A nurses union and other community leaders are fighting to prevent Montefiore Health System from closing its 121-bed Mount Vernon (N.Y.) Hospital, according to Lohud.com.
The New York City-based health system announced plans last October to close the facility and replace it with a $41 million emergency and ambulatory facility. The new facility will not offer inpatient care.
A growing coalition of people have expressed concern that the transition from inpatient care could hurt the community, which has a large population of poor and minority patients.

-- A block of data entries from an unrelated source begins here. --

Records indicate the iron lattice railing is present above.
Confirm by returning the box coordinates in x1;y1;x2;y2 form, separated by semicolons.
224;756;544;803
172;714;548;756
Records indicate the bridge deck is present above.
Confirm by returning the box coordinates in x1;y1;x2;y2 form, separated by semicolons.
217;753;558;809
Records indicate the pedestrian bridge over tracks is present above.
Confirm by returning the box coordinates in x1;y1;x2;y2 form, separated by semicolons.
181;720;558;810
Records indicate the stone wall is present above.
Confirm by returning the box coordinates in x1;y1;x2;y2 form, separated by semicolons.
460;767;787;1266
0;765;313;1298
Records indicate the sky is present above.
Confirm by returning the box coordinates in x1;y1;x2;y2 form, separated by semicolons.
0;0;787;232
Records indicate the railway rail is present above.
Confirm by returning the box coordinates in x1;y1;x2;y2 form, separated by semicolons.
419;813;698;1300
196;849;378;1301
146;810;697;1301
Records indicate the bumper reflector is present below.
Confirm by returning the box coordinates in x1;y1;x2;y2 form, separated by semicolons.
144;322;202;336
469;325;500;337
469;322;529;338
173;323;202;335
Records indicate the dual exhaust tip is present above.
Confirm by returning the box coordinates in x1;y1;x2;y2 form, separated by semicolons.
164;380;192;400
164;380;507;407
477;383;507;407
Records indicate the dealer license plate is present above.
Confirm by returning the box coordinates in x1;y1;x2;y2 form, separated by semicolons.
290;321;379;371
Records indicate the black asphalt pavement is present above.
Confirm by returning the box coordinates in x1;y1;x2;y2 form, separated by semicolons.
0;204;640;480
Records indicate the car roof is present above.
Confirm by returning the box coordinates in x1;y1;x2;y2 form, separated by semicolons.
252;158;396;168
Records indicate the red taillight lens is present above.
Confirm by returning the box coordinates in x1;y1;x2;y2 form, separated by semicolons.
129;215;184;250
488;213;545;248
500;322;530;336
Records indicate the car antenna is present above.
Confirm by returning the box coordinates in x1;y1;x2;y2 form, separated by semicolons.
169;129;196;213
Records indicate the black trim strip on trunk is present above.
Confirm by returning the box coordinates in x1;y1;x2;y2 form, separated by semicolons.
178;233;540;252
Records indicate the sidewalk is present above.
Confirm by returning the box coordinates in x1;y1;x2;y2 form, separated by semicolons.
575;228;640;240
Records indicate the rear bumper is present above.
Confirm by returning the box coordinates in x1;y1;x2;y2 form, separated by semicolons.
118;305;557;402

Opponents of the transition have accused Montefiore of intentionally not investing in service or facility upgrades because of its challenging patient population.
"When you starve the hospital, people stop using it," Judy Sheridan-Gonzalez, president of New York State Nurses Association, representing about 80 nurses at the hospital, told Lohud.com. "Now the census is saying it's low in use, and the community feels that was by design; they feel that they have been betrayed by Montefiore."
Montefiore denies those allegations, saying it stepped in to save the hospital from bankruptcy in 2013.
"We spent nearly $10 million the first year alone to subsidize operations and community programs to enhance the quality and experience of care, and we continued to invest for five years despite a decline in usage, Lara Markenson, a Montefiore spokeswoman told Lohud.com. "Despite our efforts, today only one in five Mount Vernon residents choose to seek hospital care at Mount Vernon Hospital."